Un viaggio dentro al teatro lungo percorsi nascosti, ricordi e fantasie mai realizzate

A conclusione della stagione 2004, Andrée decise di tagliare i ponti con il passato e di chiudere il teatro per consegnarlo ai responsabili dei lavori di ristruttuazione. Fece svuotare l’edificio e presentò il suo commiato con Varieté.

Era lo stesso titolo di un’operina per artisti e musicisti di Mauricio Kagel che lei aveva diretto alla Piccola Scala una ventina d’anni prima. Di quel concerto-spettacolo riprendeva la libera ispirazione, la pulsione tellurica, l’accumulo di linguaggi diversi, l’ironia triste del circo.

Immaginava che il teatro, benché chiuso da poco, sembrasse abbandonato da anni e che di quello spazio si fossero impossessati “gli spiritelli” del teatro, le anime dei personaggi che vi hanno abitato nel tempo, avanzi di spettacoli, ma anche brandelli di sogni, idee che non hanno visto la luce ma che conservavano un loro fuoco e reclamavano di esistere. Gli spettatori, a gruppi successivi, attraversavano tutto questo.

Era una produzione d’impegno straordinario: alla sua concezione contribuirono una dozzina tra autori, scenografi, coreografi, assistenti, creatori delle musiche, delle luci e dei suoni. Con la presenza in scena della stessa regista, che per prima viveva quelle memorie, parteciparono allo spettacolo più di venti attori, ballerine professioniste, acrobati e bambine danzanti allieve di Susanna Beltrami, oltre a numerose comparse silenziose e una quindicina di tecnici a vista.

Il percorso guidava gli spettatori in tutti gli angoli, non solo le sale, quindi, ma tutti gli ex uffici, gli atri, le scale, i gabinetti, i laboratori, dove s’incontrava ciò che dopo la disgregazione è destinato a restare: pietra e polvere. Ma improvvisamente facevano la loro comparsa  frammenti di spettacoli, fantasmi, attori, inquilini abusivi, in una continua sorpresa. Vagare nei ricordi del passato seguendo il genius loci, diventava metafora del processo creativo.

C’erano gli spazi svuotati, le macerie delle prime demolizioni, s’intravedevano sale che non si capiva come raggiungere, improvvisamente si finiva affacciati sulla piscina, dentro la quale c’era gente che bivaccava, giocando con dei piccoli fuochi, con degli animali, con l’acqua nelle vasche. Sulle loro teste dei free climbers camminavano lungo la parete, scoprendo delle lettere che componevano una scritta.

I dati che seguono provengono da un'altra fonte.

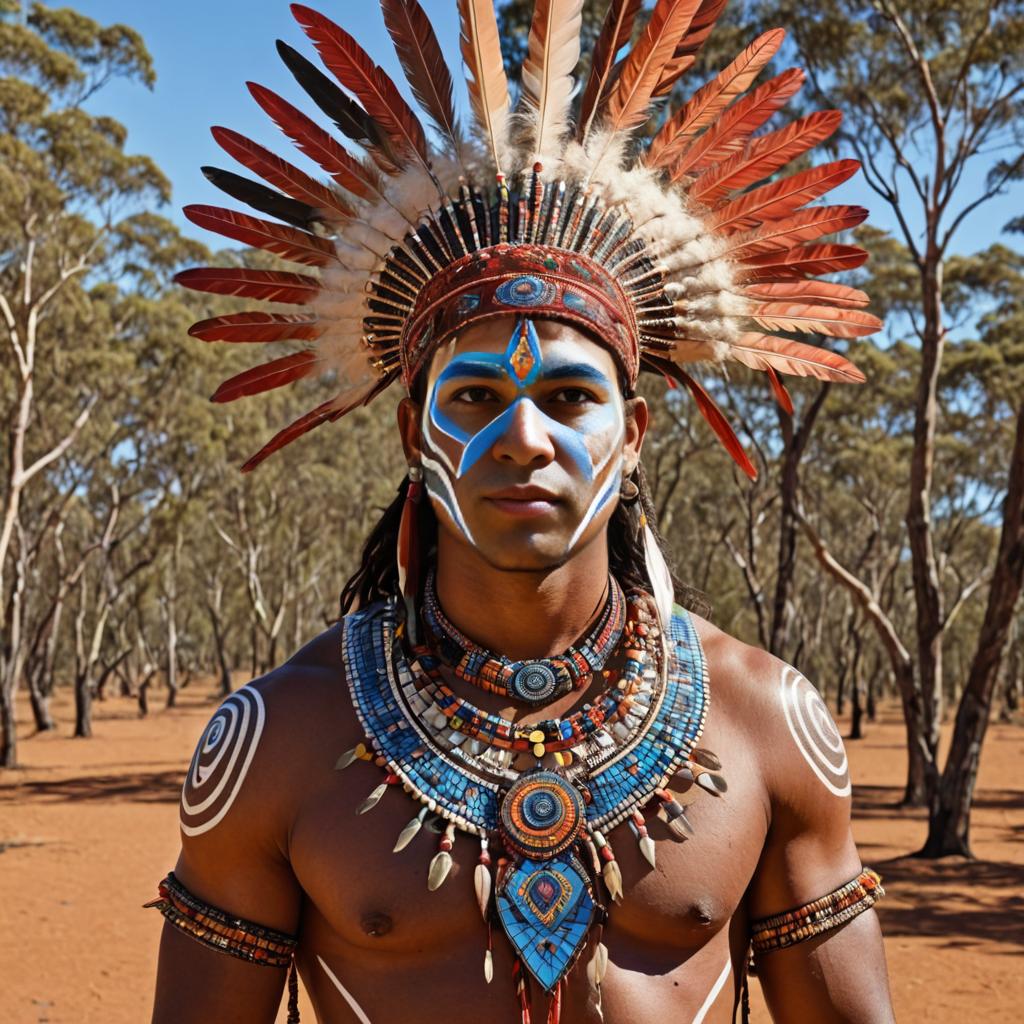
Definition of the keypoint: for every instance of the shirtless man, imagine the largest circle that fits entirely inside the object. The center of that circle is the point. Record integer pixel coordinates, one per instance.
(597, 801)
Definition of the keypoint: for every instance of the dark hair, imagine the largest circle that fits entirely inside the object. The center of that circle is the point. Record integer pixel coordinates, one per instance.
(377, 576)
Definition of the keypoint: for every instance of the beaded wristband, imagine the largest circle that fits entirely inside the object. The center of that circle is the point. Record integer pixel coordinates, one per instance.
(822, 915)
(213, 928)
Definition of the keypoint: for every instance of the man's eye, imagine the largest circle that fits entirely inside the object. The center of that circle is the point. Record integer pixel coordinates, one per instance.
(572, 396)
(473, 395)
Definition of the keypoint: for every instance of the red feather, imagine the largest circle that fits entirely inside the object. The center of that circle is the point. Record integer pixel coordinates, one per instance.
(813, 292)
(357, 73)
(782, 395)
(320, 146)
(420, 53)
(804, 261)
(288, 243)
(280, 173)
(732, 130)
(615, 33)
(257, 327)
(271, 286)
(270, 375)
(765, 156)
(763, 350)
(805, 225)
(781, 198)
(641, 71)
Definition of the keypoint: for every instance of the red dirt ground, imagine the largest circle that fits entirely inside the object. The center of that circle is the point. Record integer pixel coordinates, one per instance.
(87, 827)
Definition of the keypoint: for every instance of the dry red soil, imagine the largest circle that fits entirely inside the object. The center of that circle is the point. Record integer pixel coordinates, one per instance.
(87, 827)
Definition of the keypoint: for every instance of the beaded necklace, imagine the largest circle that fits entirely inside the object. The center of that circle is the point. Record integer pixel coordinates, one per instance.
(532, 681)
(552, 820)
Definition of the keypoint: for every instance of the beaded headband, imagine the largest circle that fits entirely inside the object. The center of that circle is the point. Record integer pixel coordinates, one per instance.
(683, 250)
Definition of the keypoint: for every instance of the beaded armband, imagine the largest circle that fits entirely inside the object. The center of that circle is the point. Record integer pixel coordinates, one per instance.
(822, 915)
(213, 928)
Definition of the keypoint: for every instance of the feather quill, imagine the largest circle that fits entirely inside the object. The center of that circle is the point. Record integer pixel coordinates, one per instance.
(709, 101)
(552, 54)
(353, 68)
(763, 350)
(421, 57)
(257, 327)
(288, 243)
(781, 198)
(350, 173)
(487, 85)
(280, 173)
(764, 156)
(270, 375)
(615, 33)
(270, 286)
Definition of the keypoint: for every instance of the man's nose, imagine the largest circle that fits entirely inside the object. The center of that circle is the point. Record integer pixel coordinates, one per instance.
(525, 438)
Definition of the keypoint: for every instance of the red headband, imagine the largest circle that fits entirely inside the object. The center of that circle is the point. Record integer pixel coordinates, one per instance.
(518, 279)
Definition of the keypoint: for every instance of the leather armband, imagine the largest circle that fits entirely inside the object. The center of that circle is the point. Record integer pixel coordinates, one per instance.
(823, 914)
(218, 930)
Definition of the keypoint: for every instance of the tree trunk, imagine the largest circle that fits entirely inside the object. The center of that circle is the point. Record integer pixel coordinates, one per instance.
(949, 818)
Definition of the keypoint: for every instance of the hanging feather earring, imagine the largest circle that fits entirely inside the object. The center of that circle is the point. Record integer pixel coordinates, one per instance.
(409, 548)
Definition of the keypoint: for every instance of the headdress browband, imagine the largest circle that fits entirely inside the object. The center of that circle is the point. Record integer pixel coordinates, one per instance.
(683, 250)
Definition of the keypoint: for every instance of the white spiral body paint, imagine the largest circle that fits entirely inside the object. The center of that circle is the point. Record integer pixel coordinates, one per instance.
(221, 761)
(814, 732)
(345, 994)
(714, 993)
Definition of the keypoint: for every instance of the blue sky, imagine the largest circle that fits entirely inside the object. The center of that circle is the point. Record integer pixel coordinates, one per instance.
(205, 51)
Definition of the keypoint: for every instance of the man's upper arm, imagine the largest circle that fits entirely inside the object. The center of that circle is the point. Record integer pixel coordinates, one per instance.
(839, 975)
(235, 821)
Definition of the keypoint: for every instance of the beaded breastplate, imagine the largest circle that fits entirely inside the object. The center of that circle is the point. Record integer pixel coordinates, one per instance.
(550, 821)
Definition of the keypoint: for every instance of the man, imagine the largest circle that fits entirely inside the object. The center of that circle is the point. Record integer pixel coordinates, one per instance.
(512, 704)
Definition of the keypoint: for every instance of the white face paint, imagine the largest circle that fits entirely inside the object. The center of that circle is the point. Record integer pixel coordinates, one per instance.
(522, 442)
(814, 732)
(221, 761)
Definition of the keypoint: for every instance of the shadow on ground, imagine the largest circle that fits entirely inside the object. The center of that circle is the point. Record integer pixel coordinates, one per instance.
(144, 787)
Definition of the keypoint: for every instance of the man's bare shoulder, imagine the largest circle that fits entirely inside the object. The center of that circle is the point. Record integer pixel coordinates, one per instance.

Le suggestioni erano continue ma resisteva la verità del ventre del teatro: il laboratorio del capomacchinista Albertino e l’antro degli effetti sonori di Paolo Ciarchi. Non mancava una citazione spiritosa: dal tetto sfondato cadeva una goccia che aveva scavato una pozzanghera per terra.

In uno spazio le voci registrate di Franco Parenti, di Eduardo, di Strehler. I loro discorsi intessevano una riflessione sui fondamenti dell’arte teatrale.

E poi improvvisi vuoti: di lì la storia del Teatro Franco Parenti non era passata.

Lo spettacolo era totalmente coinvolgente ma conservava le caratteristiche di uno studio: Andrée mise alla prova una tensione poetica che le urgeva da qualche tempo e che l’accompagnerà in diversi momenti degli anni successivi, usando la sorpresa come linguaggio di un teatro in cui si mescolavano la verità e la sua rappresentazione, dove gli attori erano se stessi e qualcun altro, in cui la realtà si sottraeva di continuo alla definizione, spiazzando gli spettatori.

Chi prese parte a quelle poche rappresentazioni conserva il ricordo di un meccanismo di complicità e insieme di straniamento, che rendeva la storia del Teatro Franco Parenti (che era, alla fin fine, il tema dello spettacolo) magica e la sua chiusura, sia pur temporanea, lacerante.

Quell’itinerario spettacolare rappresentò un punto di svolta nella storia del Teatro Franco Parenti e della Fondazione Pier Lombardo.